I know it's been a long time since I wrote a DaveNet piece. I've been busy working on a new product whose codename is Manila. As they say, I could tell you more, but then I'd have to shoot you! And then I'd be a war criminal, and that would be the end of my career as a software developer and user interface designer. But I digress. Back to Manila. 1
Actually back to the beginning of the Mac, in 1984, when Steve Jobs came up with a brilliant way to describe the difference between the Macintosh and all computers that came before. He called it the computer for the Rest of Us. What a brilliant way to say it. And now given the weird loop that the web created, we're right back there where we were before the Mac.
In the last few weeks I've gone all the way back, I became the user interface designer I was before I turned to scripting and web software. Now I'm working on the other end, the complex content management stuff tucked behind interfaces, now it's time to deliver the good stuff to the Rest of Us.

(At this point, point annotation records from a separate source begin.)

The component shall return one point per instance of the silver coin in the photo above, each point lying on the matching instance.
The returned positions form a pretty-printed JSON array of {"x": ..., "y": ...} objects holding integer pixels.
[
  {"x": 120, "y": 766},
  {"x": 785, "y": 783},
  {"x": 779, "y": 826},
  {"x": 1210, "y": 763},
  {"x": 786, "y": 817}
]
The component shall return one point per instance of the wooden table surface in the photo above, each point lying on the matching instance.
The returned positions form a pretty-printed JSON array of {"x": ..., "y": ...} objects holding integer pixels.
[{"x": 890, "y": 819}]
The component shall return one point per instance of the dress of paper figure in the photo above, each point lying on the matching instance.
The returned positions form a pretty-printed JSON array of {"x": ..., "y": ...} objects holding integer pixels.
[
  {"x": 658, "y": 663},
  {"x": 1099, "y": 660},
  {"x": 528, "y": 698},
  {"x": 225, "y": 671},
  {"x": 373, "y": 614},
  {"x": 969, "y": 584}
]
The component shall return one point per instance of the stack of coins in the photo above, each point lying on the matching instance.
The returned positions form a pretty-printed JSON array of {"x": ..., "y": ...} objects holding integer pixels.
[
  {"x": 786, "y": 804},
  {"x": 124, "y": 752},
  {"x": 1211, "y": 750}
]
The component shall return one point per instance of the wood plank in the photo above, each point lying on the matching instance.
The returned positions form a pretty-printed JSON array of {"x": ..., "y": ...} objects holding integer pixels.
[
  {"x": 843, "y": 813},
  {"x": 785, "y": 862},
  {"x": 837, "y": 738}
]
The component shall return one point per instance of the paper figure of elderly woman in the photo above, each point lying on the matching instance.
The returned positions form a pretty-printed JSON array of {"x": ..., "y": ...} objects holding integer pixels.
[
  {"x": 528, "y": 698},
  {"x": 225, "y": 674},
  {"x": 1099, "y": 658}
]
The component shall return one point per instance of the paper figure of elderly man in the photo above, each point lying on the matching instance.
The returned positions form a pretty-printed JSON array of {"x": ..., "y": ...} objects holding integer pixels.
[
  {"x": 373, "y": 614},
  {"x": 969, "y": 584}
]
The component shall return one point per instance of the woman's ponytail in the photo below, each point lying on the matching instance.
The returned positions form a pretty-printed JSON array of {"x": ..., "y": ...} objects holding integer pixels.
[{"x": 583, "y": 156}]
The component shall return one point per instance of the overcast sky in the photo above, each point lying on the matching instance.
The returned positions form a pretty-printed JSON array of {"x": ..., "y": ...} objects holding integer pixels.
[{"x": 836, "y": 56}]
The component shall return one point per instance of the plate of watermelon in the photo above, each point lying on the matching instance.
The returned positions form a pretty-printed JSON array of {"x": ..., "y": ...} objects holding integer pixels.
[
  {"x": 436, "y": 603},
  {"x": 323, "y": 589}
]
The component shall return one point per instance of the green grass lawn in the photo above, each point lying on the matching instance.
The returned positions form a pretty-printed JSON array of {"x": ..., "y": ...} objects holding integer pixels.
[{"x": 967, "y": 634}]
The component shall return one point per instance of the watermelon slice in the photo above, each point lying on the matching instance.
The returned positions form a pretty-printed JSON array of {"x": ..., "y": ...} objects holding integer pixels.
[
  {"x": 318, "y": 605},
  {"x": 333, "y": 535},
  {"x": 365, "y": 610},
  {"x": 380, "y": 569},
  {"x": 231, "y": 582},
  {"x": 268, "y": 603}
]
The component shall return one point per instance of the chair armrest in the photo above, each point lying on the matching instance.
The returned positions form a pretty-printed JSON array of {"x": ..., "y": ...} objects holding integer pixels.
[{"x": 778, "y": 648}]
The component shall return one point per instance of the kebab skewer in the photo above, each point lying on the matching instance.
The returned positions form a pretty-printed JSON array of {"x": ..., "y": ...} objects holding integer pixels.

Writing for the web is too damned hard. It turns you into a bookkeeper. I've got files all over my hard disk and their counterparts on the server. I can't keep track of them! When I'm reading a web page that I wrote, if I spot a mistake, I have to execute 23 complicated error-prone steps to make the change.
I can't handle it. It's too much work, too much to remember. That's why my website sucks, and yours too. Because I look at the wrong words on my screen and decide that it's too much trouble to get it right.
What's needed is a way to put the right software in front of the right keyboards, so people who love to write for the public and who do it well, have an easy way to do it. A place to be heard. A place to teach and learn. A place to be powerful and feel the power of others.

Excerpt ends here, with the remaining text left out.